"Four!" retorted Mr. Ransom as he turned towards his own door. "The number has grown by two since I went out."
"Oh, I didn't tell you. The lady—her name's Mrs. Ransom—brings her sister with her. The little girl who—yes, I am coming." This latter to some perplexed domestic down the hall, who had already called her twice. "I mustn't stand talking here," she apologized as she hurried away. "But do take care of yourself. You are dreadful wet. How I wish the weather would clear up!"
Mr. Ransom wished the same. To say nothing of his own inconvenience, it was a source of anxiety to him that she should have to ride these inevitable ten miles in such a chilling downpour. Besides, a storm of this kind complicated matters; gave him less sense of freedom, shut him in, as it were, with the mystery he was there to unravel, but which for some reason, hardly explainable to himself, filled him with such a sense of foreboding that he had moments in which he thought only of escape. But his part must be played and he prepared himself to play it well. Having changed his clothes and warmed himself with a draft of whisky, he sat down at his table and was busy writing when the maid came in to ask if he would wait for his supper till the coach came, or have it earlier and served in his own room.
With an air of petulance, he looked up, rapped on the table, and replied:
"Here! here! I'm too busy to meet strangers. An early supper and an early bed. That's the way I get through my work."
The girl stared and went softly out. Work!—that? Sitting at a table and just putting words on paper. If it was beds he had to drag around now, or a dozen hungry, clamoring men to feed all at once, and all with the best cuts, or stairs to run up fifty times a day, or—but I need not fill out her thought. It made her voluble in the kitchen and secured him the privacy which his incognito demanded.

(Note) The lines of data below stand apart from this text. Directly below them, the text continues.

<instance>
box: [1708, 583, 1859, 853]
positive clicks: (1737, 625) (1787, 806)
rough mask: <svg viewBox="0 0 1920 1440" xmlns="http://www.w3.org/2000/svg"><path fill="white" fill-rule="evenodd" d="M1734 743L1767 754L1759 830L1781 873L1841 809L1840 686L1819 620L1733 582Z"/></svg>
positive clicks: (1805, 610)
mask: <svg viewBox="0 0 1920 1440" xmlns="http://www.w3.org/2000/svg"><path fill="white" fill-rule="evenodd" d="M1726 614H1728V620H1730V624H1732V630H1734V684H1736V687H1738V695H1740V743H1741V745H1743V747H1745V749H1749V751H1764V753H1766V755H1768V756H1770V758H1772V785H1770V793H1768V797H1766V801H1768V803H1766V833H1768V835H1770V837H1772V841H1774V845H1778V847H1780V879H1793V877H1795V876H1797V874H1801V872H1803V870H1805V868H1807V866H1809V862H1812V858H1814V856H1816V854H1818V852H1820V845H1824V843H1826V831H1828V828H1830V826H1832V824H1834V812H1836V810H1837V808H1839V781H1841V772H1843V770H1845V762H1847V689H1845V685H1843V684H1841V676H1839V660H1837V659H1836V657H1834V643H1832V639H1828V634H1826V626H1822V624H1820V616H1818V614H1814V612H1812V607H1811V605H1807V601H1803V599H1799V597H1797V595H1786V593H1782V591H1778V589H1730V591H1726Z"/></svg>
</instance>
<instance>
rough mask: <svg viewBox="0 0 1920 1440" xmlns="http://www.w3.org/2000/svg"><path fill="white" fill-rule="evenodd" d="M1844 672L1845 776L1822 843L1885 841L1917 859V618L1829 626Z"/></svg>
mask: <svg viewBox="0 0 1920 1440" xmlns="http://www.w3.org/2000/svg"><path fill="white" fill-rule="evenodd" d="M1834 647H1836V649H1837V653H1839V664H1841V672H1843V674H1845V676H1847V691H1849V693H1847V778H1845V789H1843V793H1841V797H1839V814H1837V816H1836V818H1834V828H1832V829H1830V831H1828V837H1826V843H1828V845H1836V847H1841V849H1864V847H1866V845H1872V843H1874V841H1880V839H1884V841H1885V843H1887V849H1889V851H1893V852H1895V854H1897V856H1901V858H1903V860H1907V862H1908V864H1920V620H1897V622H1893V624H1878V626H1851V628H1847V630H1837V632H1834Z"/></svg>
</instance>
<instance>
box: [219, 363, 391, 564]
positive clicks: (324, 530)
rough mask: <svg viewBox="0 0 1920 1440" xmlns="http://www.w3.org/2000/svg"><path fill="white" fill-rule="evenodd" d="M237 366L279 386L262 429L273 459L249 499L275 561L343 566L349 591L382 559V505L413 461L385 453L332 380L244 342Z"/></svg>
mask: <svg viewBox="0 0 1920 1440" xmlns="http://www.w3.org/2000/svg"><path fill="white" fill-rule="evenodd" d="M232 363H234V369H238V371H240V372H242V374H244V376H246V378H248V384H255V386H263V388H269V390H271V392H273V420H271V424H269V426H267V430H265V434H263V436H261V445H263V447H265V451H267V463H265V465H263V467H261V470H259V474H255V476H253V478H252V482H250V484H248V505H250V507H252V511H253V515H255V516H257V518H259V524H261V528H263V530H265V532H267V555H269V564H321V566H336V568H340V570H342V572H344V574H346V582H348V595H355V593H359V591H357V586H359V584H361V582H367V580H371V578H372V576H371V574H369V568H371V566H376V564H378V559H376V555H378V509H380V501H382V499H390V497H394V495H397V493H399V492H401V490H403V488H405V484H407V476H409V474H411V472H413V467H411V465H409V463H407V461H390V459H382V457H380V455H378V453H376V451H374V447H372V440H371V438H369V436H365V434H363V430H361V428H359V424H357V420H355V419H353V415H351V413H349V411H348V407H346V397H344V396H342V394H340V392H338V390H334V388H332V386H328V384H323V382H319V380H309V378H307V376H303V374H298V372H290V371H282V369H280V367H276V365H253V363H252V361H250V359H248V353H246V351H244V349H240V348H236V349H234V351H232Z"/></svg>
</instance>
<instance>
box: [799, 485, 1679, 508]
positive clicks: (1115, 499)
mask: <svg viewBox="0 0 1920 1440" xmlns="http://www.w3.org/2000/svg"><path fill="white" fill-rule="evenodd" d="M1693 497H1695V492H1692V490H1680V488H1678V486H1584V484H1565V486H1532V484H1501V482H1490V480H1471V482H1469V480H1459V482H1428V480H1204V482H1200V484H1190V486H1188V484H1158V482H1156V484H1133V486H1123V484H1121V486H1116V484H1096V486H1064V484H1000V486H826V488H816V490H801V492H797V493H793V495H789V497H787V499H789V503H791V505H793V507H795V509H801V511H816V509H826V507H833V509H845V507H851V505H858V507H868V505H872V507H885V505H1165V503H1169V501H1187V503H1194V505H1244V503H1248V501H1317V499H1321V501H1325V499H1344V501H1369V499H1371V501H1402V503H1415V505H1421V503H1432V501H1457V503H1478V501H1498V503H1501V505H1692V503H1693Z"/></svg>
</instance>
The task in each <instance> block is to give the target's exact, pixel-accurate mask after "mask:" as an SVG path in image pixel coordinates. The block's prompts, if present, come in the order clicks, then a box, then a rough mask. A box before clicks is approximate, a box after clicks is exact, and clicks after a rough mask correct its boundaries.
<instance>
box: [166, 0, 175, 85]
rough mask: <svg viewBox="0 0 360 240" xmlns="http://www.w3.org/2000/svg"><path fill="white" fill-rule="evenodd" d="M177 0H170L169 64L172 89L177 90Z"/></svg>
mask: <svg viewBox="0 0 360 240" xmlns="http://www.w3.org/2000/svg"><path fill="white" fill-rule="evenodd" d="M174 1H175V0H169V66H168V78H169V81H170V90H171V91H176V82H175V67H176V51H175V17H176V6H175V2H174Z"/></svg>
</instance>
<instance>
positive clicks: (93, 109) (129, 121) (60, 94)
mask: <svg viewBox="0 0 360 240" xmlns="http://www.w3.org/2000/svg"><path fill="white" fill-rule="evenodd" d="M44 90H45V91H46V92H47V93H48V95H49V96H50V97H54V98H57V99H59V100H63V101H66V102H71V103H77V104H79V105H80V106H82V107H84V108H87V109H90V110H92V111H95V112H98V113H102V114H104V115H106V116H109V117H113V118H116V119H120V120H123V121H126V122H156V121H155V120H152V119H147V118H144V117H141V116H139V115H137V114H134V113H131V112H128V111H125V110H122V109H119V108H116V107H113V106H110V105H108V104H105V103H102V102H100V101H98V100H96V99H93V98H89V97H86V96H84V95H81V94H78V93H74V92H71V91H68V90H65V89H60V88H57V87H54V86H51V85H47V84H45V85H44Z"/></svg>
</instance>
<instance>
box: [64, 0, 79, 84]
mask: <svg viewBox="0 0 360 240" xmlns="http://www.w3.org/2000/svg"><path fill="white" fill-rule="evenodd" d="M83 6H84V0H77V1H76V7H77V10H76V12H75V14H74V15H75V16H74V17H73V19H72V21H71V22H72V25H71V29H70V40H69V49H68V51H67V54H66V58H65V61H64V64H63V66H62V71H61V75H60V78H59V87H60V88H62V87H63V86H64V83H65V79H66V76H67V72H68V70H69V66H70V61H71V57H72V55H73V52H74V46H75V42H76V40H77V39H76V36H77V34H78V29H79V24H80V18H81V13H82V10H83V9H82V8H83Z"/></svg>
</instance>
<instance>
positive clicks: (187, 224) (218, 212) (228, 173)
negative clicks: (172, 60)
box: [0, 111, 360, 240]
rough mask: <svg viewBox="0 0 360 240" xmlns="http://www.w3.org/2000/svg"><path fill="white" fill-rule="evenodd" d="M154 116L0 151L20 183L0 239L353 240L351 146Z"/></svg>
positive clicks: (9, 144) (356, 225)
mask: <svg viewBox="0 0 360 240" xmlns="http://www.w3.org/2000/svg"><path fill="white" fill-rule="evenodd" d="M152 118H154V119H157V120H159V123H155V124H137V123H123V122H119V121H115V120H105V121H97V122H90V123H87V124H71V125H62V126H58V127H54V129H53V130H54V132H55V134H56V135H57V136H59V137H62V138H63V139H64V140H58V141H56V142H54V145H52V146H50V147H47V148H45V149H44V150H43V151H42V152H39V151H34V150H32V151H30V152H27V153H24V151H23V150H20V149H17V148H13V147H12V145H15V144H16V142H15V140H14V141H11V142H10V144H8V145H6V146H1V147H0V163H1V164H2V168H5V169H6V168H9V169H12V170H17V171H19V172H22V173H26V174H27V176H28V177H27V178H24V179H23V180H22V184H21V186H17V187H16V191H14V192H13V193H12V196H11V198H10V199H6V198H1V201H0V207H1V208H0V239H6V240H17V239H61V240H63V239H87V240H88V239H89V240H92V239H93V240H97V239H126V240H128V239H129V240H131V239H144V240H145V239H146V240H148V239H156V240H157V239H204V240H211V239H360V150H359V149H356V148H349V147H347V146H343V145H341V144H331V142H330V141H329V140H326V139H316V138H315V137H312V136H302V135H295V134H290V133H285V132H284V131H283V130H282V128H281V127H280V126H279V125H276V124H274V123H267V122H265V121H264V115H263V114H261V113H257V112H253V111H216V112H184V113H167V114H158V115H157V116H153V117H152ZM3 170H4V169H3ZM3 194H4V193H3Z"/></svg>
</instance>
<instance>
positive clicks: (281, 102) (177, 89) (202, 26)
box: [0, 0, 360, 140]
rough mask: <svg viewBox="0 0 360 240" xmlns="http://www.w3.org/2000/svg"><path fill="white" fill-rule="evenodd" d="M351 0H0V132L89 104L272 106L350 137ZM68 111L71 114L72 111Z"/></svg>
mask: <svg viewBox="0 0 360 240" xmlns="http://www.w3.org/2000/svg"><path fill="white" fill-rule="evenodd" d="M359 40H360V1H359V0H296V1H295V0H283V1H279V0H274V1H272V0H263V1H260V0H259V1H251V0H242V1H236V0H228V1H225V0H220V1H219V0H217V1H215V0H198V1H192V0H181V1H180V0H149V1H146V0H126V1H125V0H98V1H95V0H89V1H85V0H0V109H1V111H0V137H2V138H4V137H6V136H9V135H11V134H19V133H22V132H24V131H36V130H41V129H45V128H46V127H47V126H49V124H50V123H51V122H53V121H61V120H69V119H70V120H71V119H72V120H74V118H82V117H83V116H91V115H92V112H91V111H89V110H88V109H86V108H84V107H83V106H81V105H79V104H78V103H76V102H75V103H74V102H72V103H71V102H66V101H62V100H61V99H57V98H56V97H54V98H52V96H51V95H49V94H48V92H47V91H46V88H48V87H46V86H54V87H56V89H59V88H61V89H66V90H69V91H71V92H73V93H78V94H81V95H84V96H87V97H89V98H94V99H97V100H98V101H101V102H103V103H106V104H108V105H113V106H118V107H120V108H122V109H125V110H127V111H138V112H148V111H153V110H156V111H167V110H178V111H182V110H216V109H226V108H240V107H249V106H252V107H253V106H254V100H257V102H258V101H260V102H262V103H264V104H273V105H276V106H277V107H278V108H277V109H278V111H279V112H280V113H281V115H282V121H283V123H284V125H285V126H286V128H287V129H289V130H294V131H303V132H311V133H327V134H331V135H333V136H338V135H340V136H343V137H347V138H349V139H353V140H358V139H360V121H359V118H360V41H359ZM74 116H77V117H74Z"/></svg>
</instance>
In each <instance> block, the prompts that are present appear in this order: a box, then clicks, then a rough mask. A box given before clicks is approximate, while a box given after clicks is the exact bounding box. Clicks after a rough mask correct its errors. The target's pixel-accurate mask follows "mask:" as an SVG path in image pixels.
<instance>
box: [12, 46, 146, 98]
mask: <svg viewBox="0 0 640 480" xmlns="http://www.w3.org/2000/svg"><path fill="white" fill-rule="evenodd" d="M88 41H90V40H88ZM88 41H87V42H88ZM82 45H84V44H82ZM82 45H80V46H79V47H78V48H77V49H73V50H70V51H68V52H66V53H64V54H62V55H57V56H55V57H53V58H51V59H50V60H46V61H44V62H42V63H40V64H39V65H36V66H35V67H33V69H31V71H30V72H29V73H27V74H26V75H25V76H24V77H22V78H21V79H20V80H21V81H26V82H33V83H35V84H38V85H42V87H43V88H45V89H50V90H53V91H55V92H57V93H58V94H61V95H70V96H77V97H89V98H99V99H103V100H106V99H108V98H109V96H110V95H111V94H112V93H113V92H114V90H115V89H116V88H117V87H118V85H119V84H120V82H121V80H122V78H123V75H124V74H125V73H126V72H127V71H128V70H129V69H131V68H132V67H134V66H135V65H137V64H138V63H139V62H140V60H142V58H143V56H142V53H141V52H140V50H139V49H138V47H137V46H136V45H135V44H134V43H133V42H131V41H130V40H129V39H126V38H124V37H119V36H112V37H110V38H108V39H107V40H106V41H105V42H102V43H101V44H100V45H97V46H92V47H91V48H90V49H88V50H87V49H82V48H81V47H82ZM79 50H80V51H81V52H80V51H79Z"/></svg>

His supper over, he waited feverishly for the coach, which ordinarily was due at seven in the evening. To-night it bade fair to be late, owing to the bad condition of the roads and the early darkness. The wind had gone down, but it still rained. Not quite so tempestuously as when he roamed the cemetery, but steadily enough to keep eaves and branches dripping. The sound of this ceaseless drip was eerie enough to his strained senses, waiting as he was for an event which might determine the happiness or the misery of his life. He tried to forget it and wrote diligently, putting down words whose meaning he did not stop to consider, so that he had something to show to prying eyes if such should ever glance through his papers. But the sound had got on his brain, and presently became so insistent that he rose again and flung his window up to see if he were deceived in thinking he heard a deep roar mingling with the incessant patter, a roar which the wind had hitherto prevented him from separating from the general turmoil, but which now was apparent enough to call for some explanation.
He had made no mistake; a steady sound of rushing water filled the outside air. A fall was near, a fall by means of which, no doubt, the factories were run.
Why had he not thought of this? Why had its sound held a note of menace for him, awakening feelings he did not understand and from which he sought to escape? A factory fall swollen by the rain! What was there in this to make his hand shake and cause the deepening night to seem positively hateful to him? With a bang he closed the window; then he softly threw it up again. Surely he had heard the noise of wheels splashing through the pools of the highway. The coach was coming! and with it—what?
His room was in the gable end facing the road. From it he could look directly down on the porch of entrance, a fact which he had thankfully noted at his first look. As he heard the bustle which now broke out below, and caught the gleam of a lantern coming round the corner of the house, he softly stepped to his lamp and put it out, then took his stand at the window. The coach was now very near; he could hear the straining of the harness and the shouts of the driver. In another moment it drew lumberingly up. A man from the hotel advanced with an umbrella; a young lady was helped out who, standing one moment in the full glare of the lights thrown upon her from the open door, showed him the face and form he knew so well and loved—yes, loved for all her mystery, as he knew by the wild beating of his heart, and the irresistible impulse he felt to rush down and receive her in his arms, to her great terror doubtless, but to his own boundless satisfaction and delight. But strong as the temptation was, he did not yield to it. Something in her attitude, as she stood there, talking earnestly to the driver, held him spellbound and alert. All was not right; there was passion in her movements and in her voice. What she said drew the heads of landlady and maid from the open door and caused the man with the lantern to peer past her into the coach and backward along the road. What had happened? Nothing that concerned the lawyer. Mr. Ransom could see him disentangling himself from the coverings in front where he had ridden with the driver, but the sister was not there. No other lady got out of the coach even after his young wife had finished her conversation with the driver and disappeared into the house.